Über dem Wasser liegen mehrere Schichten Dunst, die jetzt von der Morgensonne durchbrochen werden. Auf den Gipfeln der umliegenden Berge liegt dermaßen viel Licht, dass die oberen Ränder sich fast im Weiss des Himmels auflösen. An jeder Erhebung der Bergrücken brechen sich die Sonnenstrahlen und werden in zahlreiche Bündel aufgefächert, die am Ende alle das Wasser berühren.
Obwohl die Sonne schon kräftig den Morgen erhellt, ist der Fahrtwind noch derart frisch, dass wir uns ab und an unter Deck begeben müssen, um uns aufzuwärmen …
Wir hangeln uns im Zick-Zack den Westarm des Sees entlang und sammeln an jedem Stopp immer mehr Touristen ein. Auf Deck gibt es jetzt so gut wie keinen Platz mehr und wir müssen mit den ganzen Influencern jedesmal um eine Lücke an der Reeling kämpfen, wenn wir auch mal ein Bild machen wollen. So sind wir dann am Ende ziemlich erleichtert, als wir Bellagio erreichen und die Masse an Menschen sich in die 3.500 Einwohner große Stadt ergießt.

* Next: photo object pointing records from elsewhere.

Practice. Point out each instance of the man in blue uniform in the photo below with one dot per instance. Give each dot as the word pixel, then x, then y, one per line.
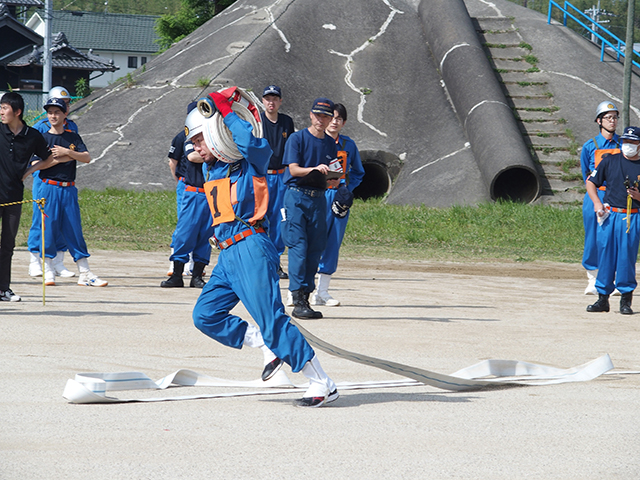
pixel 277 128
pixel 618 232
pixel 194 229
pixel 62 211
pixel 34 241
pixel 349 157
pixel 178 161
pixel 593 151
pixel 18 143
pixel 246 270
pixel 308 154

Direkt am Wasser ergattern wir trotz tausender Menschen doch tatsächlich noch einen Platz zum Mittagessen im Hotel Excelsior Splendide. Schon klar, dass das Bistro touristisch bestens erschlossen ist, aber letztendlich sind wir doch positiv überrascht, denn der Service ist top, das Essen hervorragend und die Preise moderat. Also alles halb so wild.